Faits Divers

En liberté conditionnelle : un maçon se fait lyncher en tentant d’agresser son épouse

Hôpital Dr A. G. Jeetoo Arrêté, Reza a été conduit au poste de police avant d’être transporté à l’hôpital Dr A. G. Jeetoo pour y recevoir des soins.

Une femme de 29 ans a failli se faire agresser, pour la énième fois, par son époux le vendredi 13 avril. Elle doit son salut à des voisins qui se sont rués sur l’homme avant de le passer à tabac. Il aura fallu l’intervention de la police pour le sortir de leurs griffes.

La peur a envahi le quotidien de Taslima*. Lors d’une énième dispute le vendredi 13 avril, cette mère de famille de 29 ans a failli se faire agresser par son époux Reza*, âgé de 45 ans. Ce dernier s’est saisi d’un couteau et l’a menacée pour qu’il lui donne de l’argent. Mais le maçon, qui est en liberté conditionnelle après avoir été arrêté pour violence domestique, a été lynché par des voisins venus au secours de la jeune femme. Il a fallu que la police intervienne pour le sortir de leurs griffes.

Arrêté, Reza a été conduit au poste de police avant d’être transporté à l’hôpital Dr A. G. Jeetoo pour y recevoir des soins. Le lendemain, il a été provisoirement inculpé de violence domestique. Il a été remis en liberté deux jours plus tard.
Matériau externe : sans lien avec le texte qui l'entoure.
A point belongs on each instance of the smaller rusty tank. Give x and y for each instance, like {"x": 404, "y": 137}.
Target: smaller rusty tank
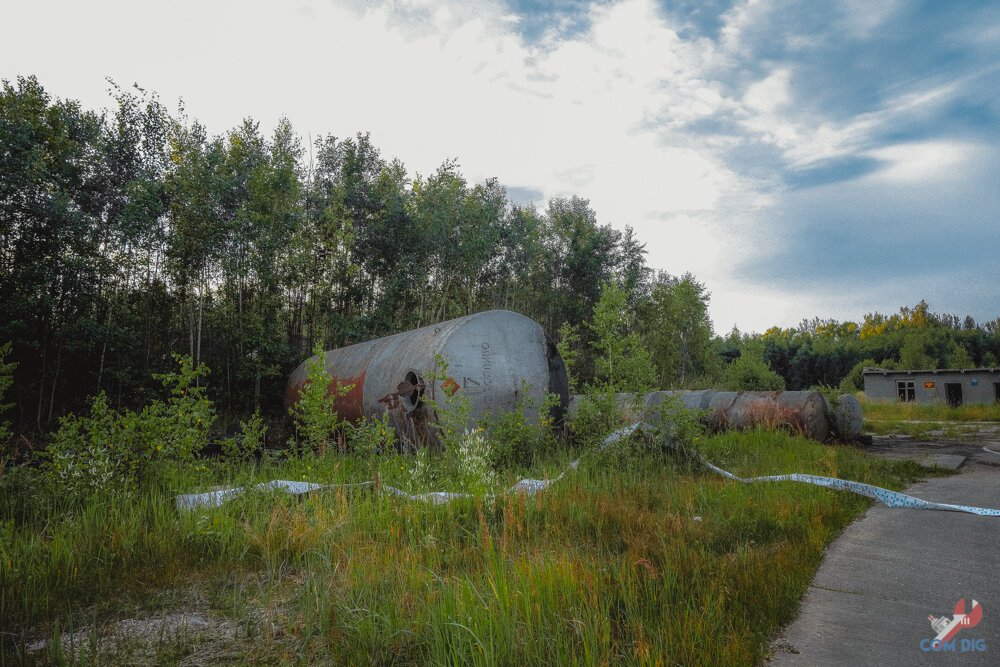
{"x": 492, "y": 358}
{"x": 804, "y": 412}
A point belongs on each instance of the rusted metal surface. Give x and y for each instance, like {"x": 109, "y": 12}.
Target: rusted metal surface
{"x": 491, "y": 356}
{"x": 805, "y": 412}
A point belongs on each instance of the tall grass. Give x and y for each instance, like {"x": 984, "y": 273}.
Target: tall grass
{"x": 657, "y": 561}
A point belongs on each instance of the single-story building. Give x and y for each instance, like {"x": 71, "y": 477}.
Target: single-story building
{"x": 955, "y": 387}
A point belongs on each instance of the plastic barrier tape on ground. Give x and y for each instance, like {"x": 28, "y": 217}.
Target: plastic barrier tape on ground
{"x": 890, "y": 498}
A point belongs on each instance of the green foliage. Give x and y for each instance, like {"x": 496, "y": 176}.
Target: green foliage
{"x": 855, "y": 380}
{"x": 316, "y": 421}
{"x": 676, "y": 327}
{"x": 752, "y": 374}
{"x": 372, "y": 438}
{"x": 623, "y": 364}
{"x": 569, "y": 340}
{"x": 249, "y": 443}
{"x": 6, "y": 380}
{"x": 520, "y": 435}
{"x": 109, "y": 451}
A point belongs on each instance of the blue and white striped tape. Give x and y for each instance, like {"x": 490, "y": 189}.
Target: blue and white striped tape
{"x": 890, "y": 498}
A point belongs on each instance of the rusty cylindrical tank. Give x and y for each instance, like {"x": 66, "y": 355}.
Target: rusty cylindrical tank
{"x": 490, "y": 355}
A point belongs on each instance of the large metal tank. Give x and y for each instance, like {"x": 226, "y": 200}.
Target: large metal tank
{"x": 491, "y": 357}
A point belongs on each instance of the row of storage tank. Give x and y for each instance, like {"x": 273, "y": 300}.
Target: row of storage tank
{"x": 497, "y": 358}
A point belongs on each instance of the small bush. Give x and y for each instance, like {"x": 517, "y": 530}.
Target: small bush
{"x": 317, "y": 423}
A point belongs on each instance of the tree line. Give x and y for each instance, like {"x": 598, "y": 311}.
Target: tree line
{"x": 130, "y": 234}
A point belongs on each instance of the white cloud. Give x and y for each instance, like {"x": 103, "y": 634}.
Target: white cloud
{"x": 604, "y": 114}
{"x": 923, "y": 162}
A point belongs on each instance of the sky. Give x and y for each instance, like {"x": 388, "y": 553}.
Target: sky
{"x": 801, "y": 159}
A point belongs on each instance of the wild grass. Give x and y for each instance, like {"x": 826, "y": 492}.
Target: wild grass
{"x": 896, "y": 411}
{"x": 658, "y": 561}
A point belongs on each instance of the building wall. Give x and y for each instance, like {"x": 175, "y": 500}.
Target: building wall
{"x": 979, "y": 385}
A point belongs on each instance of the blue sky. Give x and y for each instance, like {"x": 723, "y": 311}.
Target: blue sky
{"x": 801, "y": 158}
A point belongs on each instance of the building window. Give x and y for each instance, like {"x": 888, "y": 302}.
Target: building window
{"x": 906, "y": 391}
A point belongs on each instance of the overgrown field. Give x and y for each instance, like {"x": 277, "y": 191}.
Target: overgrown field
{"x": 920, "y": 421}
{"x": 639, "y": 555}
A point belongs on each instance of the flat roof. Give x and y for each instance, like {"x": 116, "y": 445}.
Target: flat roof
{"x": 871, "y": 370}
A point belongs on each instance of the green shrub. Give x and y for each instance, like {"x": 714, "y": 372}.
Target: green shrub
{"x": 111, "y": 451}
{"x": 316, "y": 420}
{"x": 250, "y": 442}
{"x": 750, "y": 374}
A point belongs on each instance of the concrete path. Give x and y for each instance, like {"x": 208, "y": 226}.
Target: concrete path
{"x": 869, "y": 601}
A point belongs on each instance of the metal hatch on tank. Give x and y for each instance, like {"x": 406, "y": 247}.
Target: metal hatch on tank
{"x": 490, "y": 355}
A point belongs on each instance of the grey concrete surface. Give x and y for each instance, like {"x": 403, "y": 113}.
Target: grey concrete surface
{"x": 869, "y": 601}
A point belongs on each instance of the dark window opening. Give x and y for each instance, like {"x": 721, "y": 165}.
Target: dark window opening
{"x": 906, "y": 391}
{"x": 953, "y": 393}
{"x": 415, "y": 383}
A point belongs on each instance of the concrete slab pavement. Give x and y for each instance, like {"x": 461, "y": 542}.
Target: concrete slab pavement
{"x": 868, "y": 603}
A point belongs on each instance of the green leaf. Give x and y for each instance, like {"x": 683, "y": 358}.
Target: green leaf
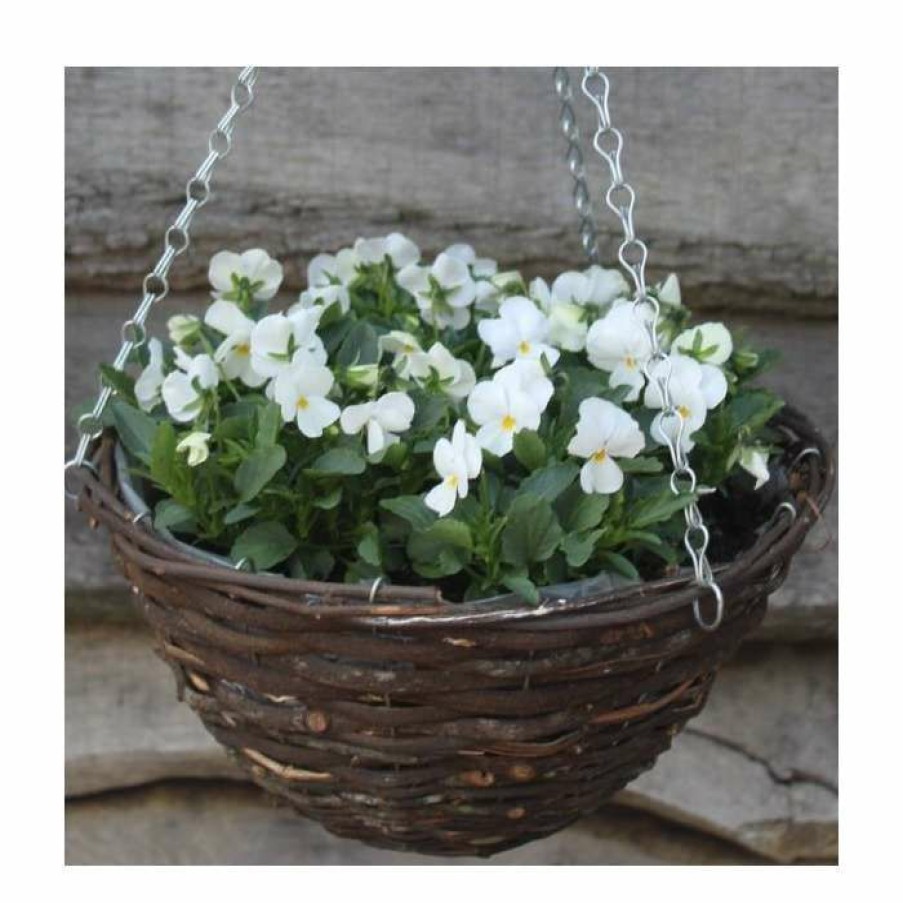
{"x": 264, "y": 545}
{"x": 269, "y": 424}
{"x": 163, "y": 455}
{"x": 522, "y": 585}
{"x": 640, "y": 465}
{"x": 122, "y": 383}
{"x": 239, "y": 513}
{"x": 549, "y": 482}
{"x": 257, "y": 470}
{"x": 529, "y": 449}
{"x": 368, "y": 547}
{"x": 136, "y": 429}
{"x": 658, "y": 508}
{"x": 579, "y": 547}
{"x": 338, "y": 461}
{"x": 412, "y": 509}
{"x": 328, "y": 501}
{"x": 532, "y": 531}
{"x": 579, "y": 511}
{"x": 170, "y": 515}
Ce qui exacerbe la peur de Taslima, qui dit craindre des représailles.

« Comment se fait-il qu’il ait été libéré à peine deux jours plus tard », se demande la jeune femme, qui confie que sa vie est devenue un véritable calvaire. Elle raconte que son mari s’emporte facilement, ce qui engendre des disputes fréquentes. Il en viendrait même aux mains.

Le motif de leurs disputes serait toujours le même à chaque fois : l’argent. « Li rod kas a sak fwa », indique la jeune mère de famille. Toutefois, hors de question pour elle d’accéder à ses demandes. « Li travay. Li gayn kas ek depanse dan bwar. Ena fwa li bwar Rivotril (NdlR: prescrit en général à certaines personnes atteintes d’épilepsie). Li deranze kan sa dan so lekor », dit-elle.
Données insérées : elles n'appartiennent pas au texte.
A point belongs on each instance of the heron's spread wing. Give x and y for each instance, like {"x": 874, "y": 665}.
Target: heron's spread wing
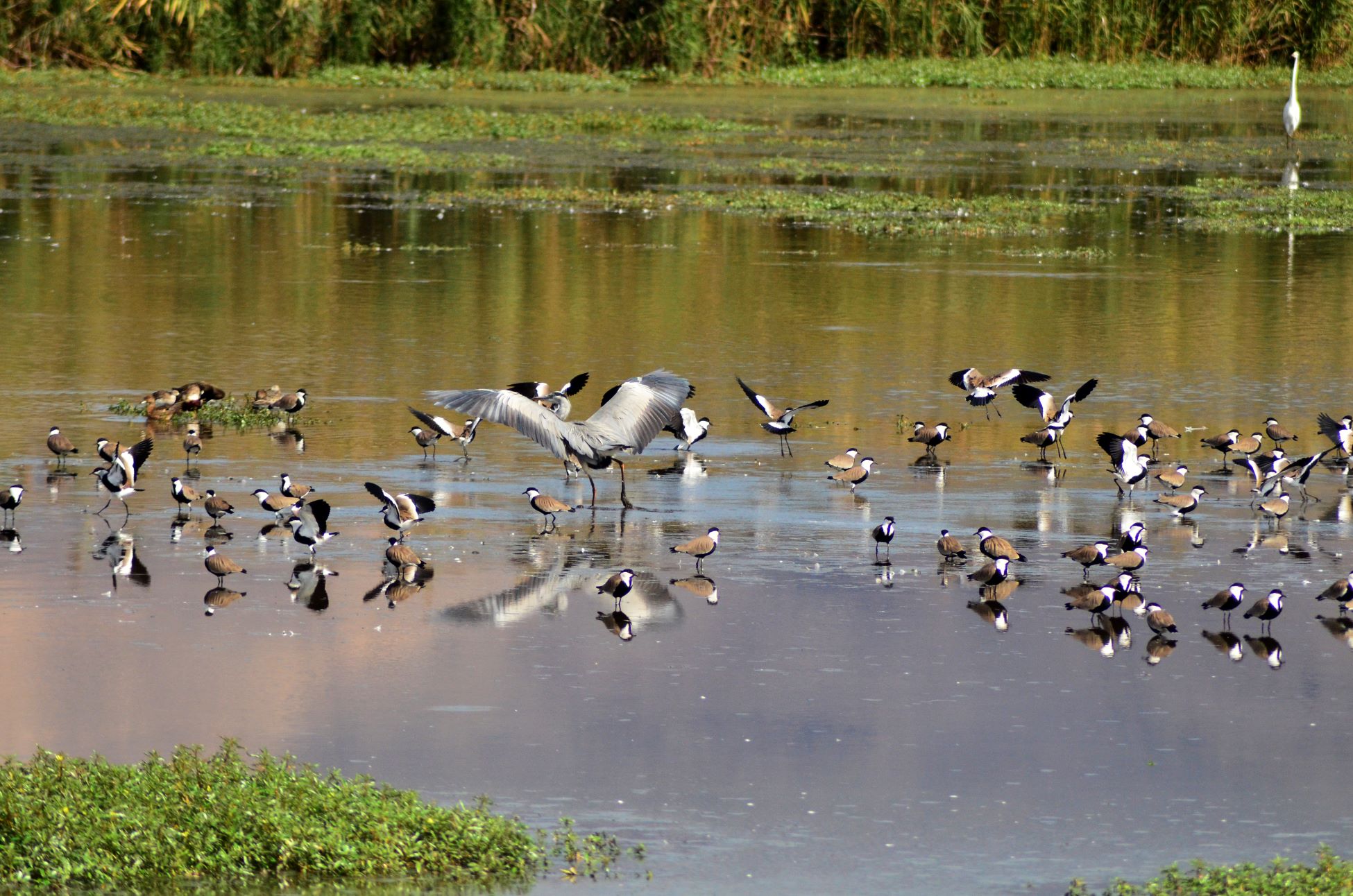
{"x": 638, "y": 411}
{"x": 436, "y": 423}
{"x": 511, "y": 408}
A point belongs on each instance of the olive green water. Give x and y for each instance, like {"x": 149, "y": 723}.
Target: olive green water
{"x": 827, "y": 719}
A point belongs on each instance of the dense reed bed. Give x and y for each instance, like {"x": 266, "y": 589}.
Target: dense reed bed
{"x": 672, "y": 37}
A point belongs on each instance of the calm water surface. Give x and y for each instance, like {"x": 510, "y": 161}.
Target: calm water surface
{"x": 827, "y": 716}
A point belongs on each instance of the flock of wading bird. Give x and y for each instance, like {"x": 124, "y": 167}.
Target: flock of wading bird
{"x": 636, "y": 411}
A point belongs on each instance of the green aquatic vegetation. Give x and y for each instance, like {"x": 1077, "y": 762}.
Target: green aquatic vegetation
{"x": 1282, "y": 877}
{"x": 230, "y": 817}
{"x": 1239, "y": 206}
{"x": 240, "y": 414}
{"x": 858, "y": 211}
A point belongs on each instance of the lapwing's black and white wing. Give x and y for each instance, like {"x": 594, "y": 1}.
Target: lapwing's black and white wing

Pas plus tard que le 16 mars, Reza, qui lui réclamait Rs 3 500, s’est emporté lorsqu’elle a refusé d’accéder à sa demande et l’a rouée de coups. Il avait même lancé un biberon sur leur bébé d’un an. Alertée, la police avait éprouvé beaucoup de difficulté à arrêter le maçon car il avait voulu s’égorger.

Mais à peine avait-il retrouvé la liberté provisoire qu’il a tenté une nouvelle fois d’agresser Taslima. C’était le mercredi 11 avril. Il était environ 19 h 30 quand Reza lui a réclamé de l’argent. « Li pa konpran se ki ve dir pena », lâche la jeune femme. Lorsqu’elle a refusé de lui donner de l’argent, il est entré dans une rage folle en lui lançant : « Si to pa donn mwa kas, mo pou kraz partou. »

Cette fois, au lieu de lever la main sur son épouse, il s’est saisi d’un couteau. « Il a insisté pour que je lui donne l’argent », précise Taslima. Mais elle est parvenue à s’enfuir. Son mari a tenté de l’agresser. Elle a hurlé, ce qui a alerté les voisins. La police de Pailles a été informée. À l’arrivée des agents, le maçon se faisait lyncher par des habitants. La police est intervenue pour le sortir de leurs griffes.